Wednesday, December 30, 2009

Rotational Falls Happen


Huh…rotational fall…sounds familiar.

Seeing the main objective (the finish line), knowing whom you would like to reach that objective with (your horse), and then hitting the fence…and everything spins (haha, hence rotational) fiercely out of your control.

Sometimes you come out okay…sometimes you lose the horse…

….. Sometimes you lose the rider.

Recommended course of action – clear the fences. (As if it was that easy all the time.) Sometimes you get over them, sometimes you just have to go around them…so long as you reach the final objective with whom you’d planned.

Tuesday, December 29, 2009

You Are Now Leaving Hope...

People often say that we live up to our own expectations. What you don’t hear is how often other people live up to our expectations.

To have an expectation is to expect, with a high degree of certainty that something will take place. As such, we tend to prepare ourselves for the expected. Expecting parents make arrangements to welcome their baby into the world. Expecting graduates make preparations to begin their new career. These are things they are expecting and likewise preparing for.

So…is it wrong to place expectations on other people?

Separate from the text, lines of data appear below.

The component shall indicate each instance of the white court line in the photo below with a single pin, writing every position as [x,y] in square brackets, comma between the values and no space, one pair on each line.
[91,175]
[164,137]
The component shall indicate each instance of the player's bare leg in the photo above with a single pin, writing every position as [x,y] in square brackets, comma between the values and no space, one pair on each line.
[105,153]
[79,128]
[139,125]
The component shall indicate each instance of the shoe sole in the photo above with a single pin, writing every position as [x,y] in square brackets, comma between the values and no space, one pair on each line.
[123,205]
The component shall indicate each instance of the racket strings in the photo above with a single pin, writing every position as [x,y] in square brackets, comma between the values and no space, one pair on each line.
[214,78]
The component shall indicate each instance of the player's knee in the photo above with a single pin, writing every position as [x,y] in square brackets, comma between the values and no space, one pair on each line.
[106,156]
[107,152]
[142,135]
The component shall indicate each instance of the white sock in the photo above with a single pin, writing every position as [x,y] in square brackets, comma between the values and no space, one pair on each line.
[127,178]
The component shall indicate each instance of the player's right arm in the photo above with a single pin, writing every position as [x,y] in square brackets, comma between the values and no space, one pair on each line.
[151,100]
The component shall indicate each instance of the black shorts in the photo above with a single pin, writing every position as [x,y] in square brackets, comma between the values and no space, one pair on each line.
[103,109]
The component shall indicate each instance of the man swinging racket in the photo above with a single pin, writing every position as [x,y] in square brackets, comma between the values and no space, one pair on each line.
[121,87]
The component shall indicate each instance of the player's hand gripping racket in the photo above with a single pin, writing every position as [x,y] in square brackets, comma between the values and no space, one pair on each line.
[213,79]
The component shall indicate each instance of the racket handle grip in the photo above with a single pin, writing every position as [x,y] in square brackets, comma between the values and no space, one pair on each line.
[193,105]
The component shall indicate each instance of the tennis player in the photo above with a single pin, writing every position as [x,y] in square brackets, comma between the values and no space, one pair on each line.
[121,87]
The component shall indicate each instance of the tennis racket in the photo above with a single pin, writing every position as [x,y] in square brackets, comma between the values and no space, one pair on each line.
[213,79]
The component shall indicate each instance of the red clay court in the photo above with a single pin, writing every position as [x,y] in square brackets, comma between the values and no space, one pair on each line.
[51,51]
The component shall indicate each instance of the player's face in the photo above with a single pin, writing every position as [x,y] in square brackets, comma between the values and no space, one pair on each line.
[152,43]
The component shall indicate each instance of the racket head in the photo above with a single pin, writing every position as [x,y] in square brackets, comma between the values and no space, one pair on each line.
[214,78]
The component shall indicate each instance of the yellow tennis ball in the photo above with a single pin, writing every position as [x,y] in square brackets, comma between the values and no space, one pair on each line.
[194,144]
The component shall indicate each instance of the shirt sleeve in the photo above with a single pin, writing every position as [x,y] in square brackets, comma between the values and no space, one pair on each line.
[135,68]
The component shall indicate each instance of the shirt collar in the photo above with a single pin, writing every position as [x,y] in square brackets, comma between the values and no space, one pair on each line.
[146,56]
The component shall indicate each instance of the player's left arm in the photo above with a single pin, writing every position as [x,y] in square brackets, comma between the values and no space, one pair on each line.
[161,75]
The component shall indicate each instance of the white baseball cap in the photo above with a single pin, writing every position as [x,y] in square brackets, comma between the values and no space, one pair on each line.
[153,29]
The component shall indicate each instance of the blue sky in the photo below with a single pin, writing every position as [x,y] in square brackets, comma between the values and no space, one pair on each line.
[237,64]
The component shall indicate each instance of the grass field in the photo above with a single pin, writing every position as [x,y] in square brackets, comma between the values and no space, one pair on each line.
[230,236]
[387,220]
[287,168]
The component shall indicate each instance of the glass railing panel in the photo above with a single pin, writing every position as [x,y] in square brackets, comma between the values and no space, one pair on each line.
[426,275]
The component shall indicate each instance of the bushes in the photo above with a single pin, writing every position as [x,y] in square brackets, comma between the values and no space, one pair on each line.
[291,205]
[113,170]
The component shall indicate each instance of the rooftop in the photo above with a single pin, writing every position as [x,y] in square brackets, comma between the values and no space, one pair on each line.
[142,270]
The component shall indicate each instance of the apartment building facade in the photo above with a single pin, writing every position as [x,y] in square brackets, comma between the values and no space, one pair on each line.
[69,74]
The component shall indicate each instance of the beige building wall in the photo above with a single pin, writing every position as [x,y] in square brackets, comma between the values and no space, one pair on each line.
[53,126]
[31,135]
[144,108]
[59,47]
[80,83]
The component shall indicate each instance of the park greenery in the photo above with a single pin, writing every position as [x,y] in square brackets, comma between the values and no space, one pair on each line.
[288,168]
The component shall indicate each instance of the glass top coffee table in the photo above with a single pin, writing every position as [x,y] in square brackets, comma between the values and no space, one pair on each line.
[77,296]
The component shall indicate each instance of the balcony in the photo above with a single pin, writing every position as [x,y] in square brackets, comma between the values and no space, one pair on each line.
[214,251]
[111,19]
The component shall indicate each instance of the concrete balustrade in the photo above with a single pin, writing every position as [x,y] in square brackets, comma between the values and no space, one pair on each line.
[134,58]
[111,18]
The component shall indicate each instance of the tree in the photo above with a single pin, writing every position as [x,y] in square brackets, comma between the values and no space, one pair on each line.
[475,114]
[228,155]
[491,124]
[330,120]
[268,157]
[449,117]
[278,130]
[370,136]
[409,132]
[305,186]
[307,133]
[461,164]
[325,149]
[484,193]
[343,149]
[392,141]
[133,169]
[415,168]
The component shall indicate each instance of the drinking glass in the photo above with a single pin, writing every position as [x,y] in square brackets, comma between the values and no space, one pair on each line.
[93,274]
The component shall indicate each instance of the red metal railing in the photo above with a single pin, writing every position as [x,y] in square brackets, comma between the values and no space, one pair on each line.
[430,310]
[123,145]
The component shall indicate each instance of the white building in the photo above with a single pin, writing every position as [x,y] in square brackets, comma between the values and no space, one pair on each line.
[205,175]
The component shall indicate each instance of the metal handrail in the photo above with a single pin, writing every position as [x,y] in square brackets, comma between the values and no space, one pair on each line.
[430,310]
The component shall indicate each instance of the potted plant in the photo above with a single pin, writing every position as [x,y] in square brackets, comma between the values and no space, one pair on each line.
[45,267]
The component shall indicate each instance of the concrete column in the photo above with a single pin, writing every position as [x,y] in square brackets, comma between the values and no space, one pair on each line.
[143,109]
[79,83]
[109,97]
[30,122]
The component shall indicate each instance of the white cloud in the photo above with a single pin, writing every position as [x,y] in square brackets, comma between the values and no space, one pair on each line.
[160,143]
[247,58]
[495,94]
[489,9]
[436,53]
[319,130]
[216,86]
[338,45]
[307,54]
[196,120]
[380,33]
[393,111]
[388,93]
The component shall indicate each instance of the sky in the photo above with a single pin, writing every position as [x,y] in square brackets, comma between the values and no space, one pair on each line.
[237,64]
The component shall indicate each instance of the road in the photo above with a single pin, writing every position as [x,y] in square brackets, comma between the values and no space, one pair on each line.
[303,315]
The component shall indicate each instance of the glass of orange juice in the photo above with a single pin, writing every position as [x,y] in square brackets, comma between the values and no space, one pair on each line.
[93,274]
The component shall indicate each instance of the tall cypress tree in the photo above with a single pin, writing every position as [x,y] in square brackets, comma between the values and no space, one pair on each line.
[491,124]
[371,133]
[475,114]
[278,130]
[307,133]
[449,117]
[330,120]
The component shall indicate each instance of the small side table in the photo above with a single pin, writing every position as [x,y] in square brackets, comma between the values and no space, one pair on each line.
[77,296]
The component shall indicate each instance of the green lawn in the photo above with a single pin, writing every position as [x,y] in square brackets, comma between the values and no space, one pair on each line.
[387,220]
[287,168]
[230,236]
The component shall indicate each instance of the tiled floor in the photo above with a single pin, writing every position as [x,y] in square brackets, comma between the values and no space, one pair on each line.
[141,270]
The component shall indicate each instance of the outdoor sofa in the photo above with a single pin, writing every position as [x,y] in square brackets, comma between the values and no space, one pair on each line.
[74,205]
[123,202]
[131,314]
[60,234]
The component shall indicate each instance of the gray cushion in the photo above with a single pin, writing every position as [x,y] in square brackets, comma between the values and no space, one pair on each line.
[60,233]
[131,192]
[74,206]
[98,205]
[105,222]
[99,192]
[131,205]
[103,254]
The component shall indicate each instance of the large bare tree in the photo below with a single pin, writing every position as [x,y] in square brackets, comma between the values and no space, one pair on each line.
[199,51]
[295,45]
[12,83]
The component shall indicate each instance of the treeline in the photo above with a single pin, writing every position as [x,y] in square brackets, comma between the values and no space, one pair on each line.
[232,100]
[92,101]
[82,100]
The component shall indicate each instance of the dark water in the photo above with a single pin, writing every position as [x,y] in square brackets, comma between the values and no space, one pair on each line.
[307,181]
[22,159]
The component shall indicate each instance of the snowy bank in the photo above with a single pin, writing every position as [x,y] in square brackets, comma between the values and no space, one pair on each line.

At what point in time did we decide that expecting a baby and expecting someone to call are the same? Did a doctor give you a sonogram of the phone call ready to be made? Of course not. A phone call requires the action of another person…another person who has their own expectations and even more frightening, their own will. So no, we shouldn’t place expectations on other people. They can do what they want, when they want. If we expect certain things from them, we may just be setting ourselves up for disappointment.

….but we still do, don’t we?

That’s the thing. We have begun placing expectations where we use to place something else. Oh what’s that? Oh…right…it’s called hope.

Similar to expectations, hope is expecting something to happen, only with very little certainty that it will actually come into fruition. We’ve seen words being mixed up before;
http://notforspectators.blogspot.com/2008/01/slapped-with-it-again.html#links. Just as we previously found that people mix up the word ‘want’ with ‘need’ people mix up ‘hope’ with ‘expect’. We prepare for things we want people to do or say, as if we know for a fact that they are doing to follow through. Of course, when they don’t we become devastated.

Imagine how much more we would avoid being hurt or disappointed if we only place hopes on people instead of expectations?

*sigh*
Hope has tragically died at the treacherous hands of expectation…May it rest in peace.

Thursday, December 24, 2009

Thought for the day…

Insanity…doing the exact same thing over and over again…expecting different results.

The only difference between an insane person and a genius is that while a genius does something to amaze people, an insane person inconveniences them.

A guy who digs through people's trash and eats them. (Insane)
A guy who digs through people's trash, glues it together and labels it art. (Genius)

Tuesday, December 8, 2009

To Trust or To...Screw It?


Trust is a scary thing.

In order to fully trust someone you have to completely make yourself vulnerable to getting hurt. We’ve all experienced being hurt by someone we thought we trusted.

With horses they tell you never to trust them. As soon as you trust them you let your guard down and get hurt. I have to respectfully disagree with this common belief. Riding is a partnership; you have to trust each other. Let me explain.

Horses naturally avoid water of which they cannot judge the depth of. It’s a self-preservation instinct. A puddle no wider than four feet could literally be an endless pit of painful death…to a horse. We, as humans, understand that the four foot wide puddle is not an endless pit and that they can in fact walk through it and survive to annihilate their grain that night.

This is where the trust comes in. My horse trusts that I will never put him in a situation that will cause him harm. He doesn’t know for sure that at some point I won’t, but he trusts that I will protect him. Based off of past events, he is right. I’ve never given him a reason to doubt me.

In the same regards I trust him to know where his feet are at all times. I trust that he will listen to me when I pull him up from a gallop, or when I lead him down a bank he isn’t sure about. He’s 1,700 pounds; I have to trust that he won’t decide that having my on his back is the worst thing ever!

So we trust each other, and ride in harmony…every once in a while questioning each other, but always giving up the luxury of adamant knowledge for the blissfully blind trust. Things are peaceful, and everyone is happy and confident in each other. There are mistakes made, no one is perfect…but we trust each other enough to understand that the mistakes made were not in order to cause harm…perhaps just someone thinking they knew better than the other, or a simple missed judgment.

Like taking the long spot on a jump…just simple missed judgment.

Why can’t people be more like horses?